Do Antidepressants Really Work?

By William Z. Potter, M.D., Ph.D., Foundation of the National Institutes of Health and Steven M. Paul, M.D., Weill Cornell Medical College

Comments

TMS

Robin Mayer

3/12/2012 11:47:23 AM

When someone has severe chronic depression, many hospital stays, every med so far and Ect. It all stops working, only ECt is effective for a time, even with maintenance. Is TMS worthwhile? I see DBS is making great strides. Should the brain be constantly exposed to these kinds of treatments? ECT caused too much memory loss. It seems everything stops working. Why is this?

Do Antidepressants Really Work?

Robert J. Hedaya, MD, DFAPA

2/16/2012 10:22:07 PM

The commentary of Drs Potter and Paul, on whether anti-depressants really work, is interesting and disturbing. I have great respect for both of these fine doctors. I believe that antidepressants have a role in clinical practice but they are grossly over-utilized. As a certified psychopharmacologist, practitioner of Whole Psychiatry (Functional Medicine and traditional psychiatry), and Clinical Professor of Psychiatry at Georgetown School of Medicine, I see several problems with the logic employed.

First, Drs Potter and Paul state that antidepressants (AD’s) work for “at least 20% of patients on an initial trial”. The challenge is to “separate patients who really need a drug from those who will respond to placebo”. This means that some part of this 20% is placebo response. Probably 30-50% in an average trial is placebo, according to Drs Potter and Paul. This means that the actual non-placebo responders are less than 20%--so, by implication closer to 10-15% of the people given an anti-depressant in an initial trial are non-placebo responders, meaning they are responding to the drug, not the placebo effect. That is a pretty small slice. There are ways of improving this number (therapy, thyroid augmentation, multiple drugs), but clearly the drugs are missing the mark for most of the people most of the time.

They go on to defend this state of affairs by saying that these numbers are “similar to that for many other classes of drugs”. I believe that is true, but that is not an excuse for antidepressants, but rather an indictment of our “one pill for every ill” society. We rely on drugs rather than deal with root causes, and the pills generally are not as effective as we would be led to believe by the pharmaceutical companies incessant ads and research (publically acknowledged as distorted in peer reviewed journals such as NEJM, Eric Turner, 2008). Nor are these drugs with out financial costs and side effects. The solution they suggest is to devote more research time and dollars to develop lab tests to predict who will respond to medications. That is a reasonable idea, but given this era of tight budgets, it seems like too little bang for the buck. At best, after much more research we will be able to identify the 10-15% of people who do respond to medication.

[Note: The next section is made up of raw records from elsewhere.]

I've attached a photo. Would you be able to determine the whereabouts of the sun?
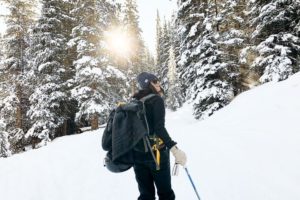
[105,27,132,58]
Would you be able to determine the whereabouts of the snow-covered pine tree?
[248,0,300,83]
[123,0,145,77]
[0,0,36,152]
[0,117,11,158]
[158,20,171,93]
[26,0,68,147]
[177,0,236,119]
[155,10,163,75]
[166,46,183,111]
[69,0,125,128]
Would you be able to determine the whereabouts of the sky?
[132,0,177,53]
[0,72,300,200]
[0,0,177,53]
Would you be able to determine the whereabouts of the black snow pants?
[134,148,175,200]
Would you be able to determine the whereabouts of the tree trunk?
[91,114,99,130]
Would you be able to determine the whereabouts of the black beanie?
[137,72,158,89]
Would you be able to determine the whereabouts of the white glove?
[170,145,186,167]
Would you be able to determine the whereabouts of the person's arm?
[153,97,177,149]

I suggest that the solution is to develop better assessments of the metabolic factors leading to the syndrome of depression. The psycho-social-spiritual risk factors are reasonably well spelled out, and we have excellent targeted psychotherapeutic techniques available now. However, Dr’s Potter and Paul have a case of what I call ‘neurocentric psychiatry’. The model Dr Potter and Paul live by is based on the assumption that the biological answers to depression reside within the brain. I suggest that the fact that the head and brain are connected to the body by something called the neck may be relevant. In fact, there is a great deal of basic science and a good deal of clinical science indicating the very significant role played in subjective and objective mental health by at least six metabolic systems: nutrition, gastrointestinal physiology, immune/inflammatory/infectious processes, methylation processes, oxidative stress, and all hormonal systems. This list excludes other factors such as circulatory problems, physical-structural problems, age, gender, and lifestyle factors.

Assessing these metabolic systems, and their mediators in a careful comprehensive manner, and re-establishing multi-system reserves not only helps depression with less medication, but at the same time reduces the side effect burden imposed by medication, and reduces the incidence of known co-morbidities such as diabetes, cardiovascular disease, osteoporosis, sexual dysfunction.

The challenge in this day and age is not to find a way to make the drugs work better, find better drugs, or find out who will respond to drugs but rather to take a broad picture of mood disorders, one that acknowledges the fact that depression is part of a web which reaches to all levels of physiology, family, and society. The depression epidemic (depression will be the leading cause of disability by 2020 according to the World Health Organization) will not be stopped by drugs.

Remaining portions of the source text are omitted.